Entonces Guido le ordenaba:

– Sal de aquí.

Tonio, un tanto asombrado y humillado, subía a su cuarto y se dormía al instante.

Tonio tenía la impresión de que ya no le daban arias para que disfrutase y que incluso las horas dedicadas a la composición se habían reducido para permitirle concentrarse más en los ejercicios.

Si mostraba la más leve tensión en la voz, Guido interrumpía de inmediato. A veces, Tonio descansaba mientras los demás alumnos tomaban sus lecciones, ensimismado en sus errores, en sus limitaciones invencibles o laboriosamente superadas.

Había momentos en los que, contemplando aquellas sesiones, era un consuelo para Tonio comprobar que Guido despreciaba a los demás alumnos tanto como a él.
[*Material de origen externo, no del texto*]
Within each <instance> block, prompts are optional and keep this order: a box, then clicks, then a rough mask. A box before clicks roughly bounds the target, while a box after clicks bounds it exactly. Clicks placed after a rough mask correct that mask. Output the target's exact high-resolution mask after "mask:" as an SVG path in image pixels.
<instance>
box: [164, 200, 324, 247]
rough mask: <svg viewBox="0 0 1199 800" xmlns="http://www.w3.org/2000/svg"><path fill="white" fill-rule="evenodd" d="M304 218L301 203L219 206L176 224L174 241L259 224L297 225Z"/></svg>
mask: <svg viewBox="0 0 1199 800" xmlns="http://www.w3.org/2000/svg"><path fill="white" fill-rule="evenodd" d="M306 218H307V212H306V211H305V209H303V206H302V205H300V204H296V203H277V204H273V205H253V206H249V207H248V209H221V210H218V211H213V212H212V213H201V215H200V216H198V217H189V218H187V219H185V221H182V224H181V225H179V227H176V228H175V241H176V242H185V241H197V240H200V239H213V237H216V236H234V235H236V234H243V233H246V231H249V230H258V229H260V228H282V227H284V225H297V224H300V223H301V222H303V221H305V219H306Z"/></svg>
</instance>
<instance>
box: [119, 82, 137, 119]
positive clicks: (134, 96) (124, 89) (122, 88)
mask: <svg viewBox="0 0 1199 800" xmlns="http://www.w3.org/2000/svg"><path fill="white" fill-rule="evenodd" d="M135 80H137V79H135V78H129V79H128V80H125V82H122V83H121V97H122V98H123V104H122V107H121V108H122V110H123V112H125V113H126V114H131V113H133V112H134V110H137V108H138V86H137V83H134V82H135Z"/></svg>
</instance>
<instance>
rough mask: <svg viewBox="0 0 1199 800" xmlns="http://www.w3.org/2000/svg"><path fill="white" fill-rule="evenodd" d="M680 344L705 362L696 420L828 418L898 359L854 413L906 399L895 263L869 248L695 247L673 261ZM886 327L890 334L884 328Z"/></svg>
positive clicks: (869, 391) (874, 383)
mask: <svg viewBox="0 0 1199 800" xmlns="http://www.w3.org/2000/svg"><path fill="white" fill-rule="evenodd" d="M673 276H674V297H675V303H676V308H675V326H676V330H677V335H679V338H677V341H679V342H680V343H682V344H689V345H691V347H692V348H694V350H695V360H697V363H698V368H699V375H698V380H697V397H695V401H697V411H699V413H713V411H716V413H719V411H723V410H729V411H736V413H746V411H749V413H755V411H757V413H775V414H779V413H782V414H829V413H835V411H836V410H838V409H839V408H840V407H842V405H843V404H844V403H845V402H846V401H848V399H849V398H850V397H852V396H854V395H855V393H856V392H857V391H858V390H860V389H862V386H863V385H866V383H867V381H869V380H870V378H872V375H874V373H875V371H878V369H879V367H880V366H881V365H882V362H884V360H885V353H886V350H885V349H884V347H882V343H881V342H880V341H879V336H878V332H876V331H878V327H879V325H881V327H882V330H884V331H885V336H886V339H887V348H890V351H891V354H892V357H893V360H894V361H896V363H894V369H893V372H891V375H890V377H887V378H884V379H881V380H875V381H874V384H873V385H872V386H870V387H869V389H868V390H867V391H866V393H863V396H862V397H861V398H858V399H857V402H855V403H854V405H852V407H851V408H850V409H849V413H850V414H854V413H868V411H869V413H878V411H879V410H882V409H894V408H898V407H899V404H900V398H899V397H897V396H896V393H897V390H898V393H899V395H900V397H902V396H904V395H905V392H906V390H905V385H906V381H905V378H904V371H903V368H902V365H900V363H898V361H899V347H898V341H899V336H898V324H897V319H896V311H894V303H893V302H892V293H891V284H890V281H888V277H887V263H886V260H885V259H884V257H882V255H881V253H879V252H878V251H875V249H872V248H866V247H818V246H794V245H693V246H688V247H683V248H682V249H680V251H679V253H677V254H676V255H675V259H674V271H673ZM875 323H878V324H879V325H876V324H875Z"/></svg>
A veces lo consolaba, aunque otras lo hacía sentirse peor, y cuando Guido pegaba a sus alumnos, lo cual ocurría con frecuencia, Tonio se sulfuraba.

Un día, después de que Guido hubiese pegado al pequeño Paolo, el chico que había viajado con ellos desde Florencia, Tonio perdió los estribos y le dijo de manera categórica que era un palurdo, un zafio, un campesino con levita, un oso bailarín.

De todos los pequeños que a menudo despertaban su afecto o incluso su compasión, Paolo era su preferido. Sin embargo, aquel detalle era irrelevante frente a la injusticia cometida. Paolo había agotado la paciencia de su maestro. Era travieso por naturaleza, siempre sonriente y de risa fácil, y eso, más que ninguna otra cosa, era lo que le había hecho ganarse el castigo. Tonio estaba furioso.

Pero Guido se limitaba a reír.

Introdujo a Tonio en la culminación final de todas sus lecciones anteriores, el canto de los pasajes.

Se trataba de tomar una línea del pentagrama y fragmentarla en varias notas más breves, manteniendo intacto el sentido verbal del pasaje y la pureza temática subyacente. Guido utilizó como ejemplo la palabra sanctus, para la cual el compositor podía escribir dos notas, la segunda más alta que la primera. Pero Tonio tenía que dividir el primer sonido sanc, en siete u ocho notas de distinta duración, subiendo y bajando para finalmente ascender suavemente hasta la segunda nota o sonido, tus, que también debía ser dividida en siete u ocho notas, y luego terminar con una alegre conclusión de esa segunda nota.

Practicar esas variaciones y pasajes a medida que Guido los escribía sólo era el principio. Después, Tonio tendría que aprender a captar la estructura básica de cualquier composición y crear sus propias variaciones con elegancia y un perfecto sentido del ritmo; debía saber cuándo intensificar una nota, cuánto tiempo mantenerla, si debía romper un pasaje en notas de igual o distinta duración y cuán lejos debía llegar en la complejidad de las escalas. Era imprescindible también articular la letra de una cantata o una aria de modo que, pese a toda aquella exquisita ornamentación, no se perdiera el significado de las palabras.